O zoólogo coloca sobre a mesa os problemas de conservação relacionados de alguma maneira com o sexo. O autor recorda uma visita noturna às minas de gesso de Cherry Hinton, administradas pelo Wildlife Trusts e próximas de Cambridge (Inglaterra). Lá, o especialista David Seilly descobriu o impacto aparentemente brutal da iluminação pública sobre os vaga-lumes. “O problema reside no fato de que muito provavelmente os machos preferem acasalar com os postes de iluminação do que com as fêmeas”, diz Seilly. Uma espécie, reflete Howard, poderia estar se extinguindo porque os machos ignoram as fêmeas e se lançam de cabeça sobre vidros iluminados.
Sex on Earth também arruína alguns mitos da cultura popular. O zoólogo lembra o caso do filme de animação Procurando Nemo. O filme começa com casal de peixes-palhaço, macho e fêmea, cuidando de suas ovas. De repente, uma barracuda devora a mãe e Nemo, o único ovo sobrevivente do ataque, é cuidado pelo pai. Howard destrói o roteiro de ficção e constrói outro mais plausível, com base no que realmente faz um peixe-palhaço macho quando morre sua fêmea.

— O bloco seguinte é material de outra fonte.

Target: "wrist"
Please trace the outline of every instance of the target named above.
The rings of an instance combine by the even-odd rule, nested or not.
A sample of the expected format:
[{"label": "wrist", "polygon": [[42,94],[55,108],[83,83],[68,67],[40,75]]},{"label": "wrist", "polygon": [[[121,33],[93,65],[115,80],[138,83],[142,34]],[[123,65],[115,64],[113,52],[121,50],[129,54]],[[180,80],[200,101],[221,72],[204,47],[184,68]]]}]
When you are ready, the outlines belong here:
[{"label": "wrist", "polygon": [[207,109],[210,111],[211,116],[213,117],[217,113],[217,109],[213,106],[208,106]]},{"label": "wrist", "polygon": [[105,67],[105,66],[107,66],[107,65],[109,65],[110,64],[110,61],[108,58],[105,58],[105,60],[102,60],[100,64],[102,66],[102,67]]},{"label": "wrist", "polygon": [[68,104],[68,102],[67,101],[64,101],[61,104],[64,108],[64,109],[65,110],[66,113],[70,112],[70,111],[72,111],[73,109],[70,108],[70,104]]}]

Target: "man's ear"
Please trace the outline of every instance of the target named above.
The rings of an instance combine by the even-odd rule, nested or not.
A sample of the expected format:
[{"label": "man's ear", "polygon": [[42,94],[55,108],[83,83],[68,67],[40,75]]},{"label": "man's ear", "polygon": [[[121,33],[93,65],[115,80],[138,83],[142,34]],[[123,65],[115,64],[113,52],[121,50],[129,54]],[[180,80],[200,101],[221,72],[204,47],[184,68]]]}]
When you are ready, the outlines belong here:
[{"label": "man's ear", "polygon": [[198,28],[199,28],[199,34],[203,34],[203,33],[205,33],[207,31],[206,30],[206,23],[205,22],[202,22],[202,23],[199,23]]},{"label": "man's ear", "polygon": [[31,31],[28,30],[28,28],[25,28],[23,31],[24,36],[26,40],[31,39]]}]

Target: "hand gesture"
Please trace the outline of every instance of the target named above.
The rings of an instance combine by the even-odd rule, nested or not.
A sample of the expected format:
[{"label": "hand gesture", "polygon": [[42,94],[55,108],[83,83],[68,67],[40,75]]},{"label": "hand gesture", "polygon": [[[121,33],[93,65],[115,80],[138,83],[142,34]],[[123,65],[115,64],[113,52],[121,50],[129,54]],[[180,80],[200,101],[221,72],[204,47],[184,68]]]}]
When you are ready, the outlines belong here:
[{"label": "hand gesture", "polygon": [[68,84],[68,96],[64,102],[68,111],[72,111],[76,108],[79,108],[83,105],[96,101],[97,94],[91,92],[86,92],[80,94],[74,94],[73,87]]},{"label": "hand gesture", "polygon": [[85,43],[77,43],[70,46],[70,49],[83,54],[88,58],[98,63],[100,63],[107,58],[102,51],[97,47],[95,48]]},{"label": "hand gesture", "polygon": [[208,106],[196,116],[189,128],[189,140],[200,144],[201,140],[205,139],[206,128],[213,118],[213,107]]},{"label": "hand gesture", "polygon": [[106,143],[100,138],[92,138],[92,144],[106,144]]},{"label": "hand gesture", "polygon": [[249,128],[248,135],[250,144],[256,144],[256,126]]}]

“O pai, como muitos peixes machos de recife, teria se tornado fêmea. Hermafroditismo sequencial. Sendo filho único, Nemo teria nascido como um hermafrodita indiferenciado, teria crescido desenvolvendo-se como macho e, em uma guinada genial, certamente acabaria fazendo sexo com seu pai, agora fêmea”, diz o autor.
“Mas isso não é tudo. Se o pai tivesse morrido depois, Nemo teria continuado com a tendência familiar, transformando-se em fêmea para ter relações sexuais com seus descendentes caso não houvesse nenhum peixe-palhaço por ali”, reitera Howard.
O zoólogo termina seu livro com uma defesa da ciência do sexo e contra a hipocrisia da sociedade. “George Levick, o explorador da Antártida que tinha tanto medo da reação que seus comentários sobre os pinguins-de-adélia poderiam despertar nos círculos acadêmicos, viveu há um século. Às vezes me pergunto o quanto nós progredimos desde então na percepção e no debate público sobre esse tipo de questão”.